Emmanuel Macron est arrivé au Champ-de-Mars au son de L’Hymne à la joie de Beethoven, qui avait déjà résonné dans la cour du Louvre, au soir de sa victoire de 2017. Mais cette fois-ci, le président de la République, fraîchement réélu face à Marine Le Pen avec 58 % des suffrages exprimés, n’a pas fait son entrée seul, mais aux côtés de sa femme et entouré de jeunes. Une mise en scène soigneusement orchestrée pour coller à sa promesse de « méthode refondée […] au service de notre pays et de notre jeunesse ».
Le chef de l’État a d’abord remercié « l’ensemble des Françaises et des Français qui au premier puis au deuxième tour [lui] ont accordé leur confiance pour faire avenir » son projet. « Je sais aussi que nombre de nos compatriotes ont voté ce jour pour moi non pour soutenir les idées que je porte, mais pour faire barrage à celles de l’extrême droite, a-t-il ajouté.
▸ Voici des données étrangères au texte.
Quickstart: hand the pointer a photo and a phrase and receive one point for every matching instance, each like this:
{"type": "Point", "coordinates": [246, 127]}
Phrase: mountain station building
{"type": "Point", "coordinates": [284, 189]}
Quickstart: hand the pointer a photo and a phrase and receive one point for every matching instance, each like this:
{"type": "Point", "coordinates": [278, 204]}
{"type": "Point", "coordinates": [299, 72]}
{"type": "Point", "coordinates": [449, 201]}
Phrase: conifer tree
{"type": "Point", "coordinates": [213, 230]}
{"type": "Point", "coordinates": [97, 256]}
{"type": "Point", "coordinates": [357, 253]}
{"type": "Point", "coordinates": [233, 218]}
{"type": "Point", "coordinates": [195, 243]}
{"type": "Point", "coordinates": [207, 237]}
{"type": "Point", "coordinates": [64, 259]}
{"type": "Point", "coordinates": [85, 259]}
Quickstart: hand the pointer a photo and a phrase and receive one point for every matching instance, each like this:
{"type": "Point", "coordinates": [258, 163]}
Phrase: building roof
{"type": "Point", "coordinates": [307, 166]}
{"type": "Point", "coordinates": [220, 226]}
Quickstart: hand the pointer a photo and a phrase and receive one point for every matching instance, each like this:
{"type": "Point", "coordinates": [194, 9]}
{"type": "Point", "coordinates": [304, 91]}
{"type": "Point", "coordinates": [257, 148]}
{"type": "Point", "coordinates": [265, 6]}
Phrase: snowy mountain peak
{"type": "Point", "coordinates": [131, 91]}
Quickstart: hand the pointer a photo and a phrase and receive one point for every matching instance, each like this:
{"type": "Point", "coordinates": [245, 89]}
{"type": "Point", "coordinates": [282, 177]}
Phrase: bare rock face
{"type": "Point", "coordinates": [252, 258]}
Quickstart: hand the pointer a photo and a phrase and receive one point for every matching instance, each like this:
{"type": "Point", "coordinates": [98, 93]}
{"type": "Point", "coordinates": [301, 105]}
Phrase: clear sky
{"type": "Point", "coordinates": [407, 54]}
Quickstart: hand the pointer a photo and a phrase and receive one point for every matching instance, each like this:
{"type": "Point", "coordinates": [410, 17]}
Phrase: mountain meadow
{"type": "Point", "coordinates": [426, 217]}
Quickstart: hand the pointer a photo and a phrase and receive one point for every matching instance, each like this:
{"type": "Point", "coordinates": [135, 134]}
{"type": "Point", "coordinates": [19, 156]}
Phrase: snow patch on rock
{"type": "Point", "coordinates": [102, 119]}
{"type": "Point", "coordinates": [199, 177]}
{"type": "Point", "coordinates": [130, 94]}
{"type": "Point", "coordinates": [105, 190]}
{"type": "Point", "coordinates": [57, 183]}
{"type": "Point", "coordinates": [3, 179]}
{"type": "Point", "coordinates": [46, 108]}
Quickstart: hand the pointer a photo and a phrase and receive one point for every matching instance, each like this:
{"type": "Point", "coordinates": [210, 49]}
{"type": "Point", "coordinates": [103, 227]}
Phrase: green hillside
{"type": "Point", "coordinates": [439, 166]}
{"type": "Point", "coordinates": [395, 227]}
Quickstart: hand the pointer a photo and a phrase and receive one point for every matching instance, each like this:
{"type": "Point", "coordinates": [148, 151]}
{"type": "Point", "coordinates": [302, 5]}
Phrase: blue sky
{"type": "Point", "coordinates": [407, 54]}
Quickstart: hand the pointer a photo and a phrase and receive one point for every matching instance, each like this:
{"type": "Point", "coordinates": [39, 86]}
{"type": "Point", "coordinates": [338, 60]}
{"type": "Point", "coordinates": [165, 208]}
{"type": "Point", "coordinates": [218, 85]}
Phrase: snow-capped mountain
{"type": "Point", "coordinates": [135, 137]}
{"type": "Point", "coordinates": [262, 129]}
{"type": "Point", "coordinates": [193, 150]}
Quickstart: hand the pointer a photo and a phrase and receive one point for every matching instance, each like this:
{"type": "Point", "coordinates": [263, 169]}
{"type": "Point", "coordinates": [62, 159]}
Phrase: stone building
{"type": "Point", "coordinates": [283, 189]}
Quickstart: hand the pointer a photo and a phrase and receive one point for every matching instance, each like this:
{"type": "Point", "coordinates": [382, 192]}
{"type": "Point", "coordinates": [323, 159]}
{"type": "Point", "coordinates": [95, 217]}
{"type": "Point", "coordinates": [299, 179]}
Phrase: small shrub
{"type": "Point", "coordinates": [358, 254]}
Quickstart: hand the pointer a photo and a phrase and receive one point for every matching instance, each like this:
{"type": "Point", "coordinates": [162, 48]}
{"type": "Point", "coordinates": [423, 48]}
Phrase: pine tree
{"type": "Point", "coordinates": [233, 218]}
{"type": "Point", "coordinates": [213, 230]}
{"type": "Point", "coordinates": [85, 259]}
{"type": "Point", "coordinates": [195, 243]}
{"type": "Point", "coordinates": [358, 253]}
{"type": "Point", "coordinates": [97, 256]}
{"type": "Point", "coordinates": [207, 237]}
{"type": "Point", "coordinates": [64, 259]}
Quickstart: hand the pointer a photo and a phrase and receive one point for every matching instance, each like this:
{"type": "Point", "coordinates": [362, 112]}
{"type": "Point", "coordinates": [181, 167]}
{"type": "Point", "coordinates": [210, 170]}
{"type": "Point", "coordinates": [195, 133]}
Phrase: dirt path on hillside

Et je veux ici les remercier et leur dire que ce vote m’oblige pour les années à venir. Je suis dépositaire de leur sens du devoir, de leur attachement à la République et du respect des différences qui se sont exprimées ces dernières semaines. »
Une promesse qui ressemble à s’y méprendre à celle que le même homme avait formulée il y a cinq ans, avant de l’oublier sitôt intronisé. « Je veux aussi ce soir avoir un mot pour les Français qui ont voté pour moi sans avoir nos idées, avait-il dit le 7 mai 2017. Vous vous êtes engagés et je sais qu’il ne s’agit pas là d’un blanc-seing. Je veux avoir un mot pour les Français qui ont voté simplement pour défendre la République face à l’extrémisme. Je sais nos désaccords, je les respecterai, mais je serai fidèle à cet engagement pris : je protégerai la République. »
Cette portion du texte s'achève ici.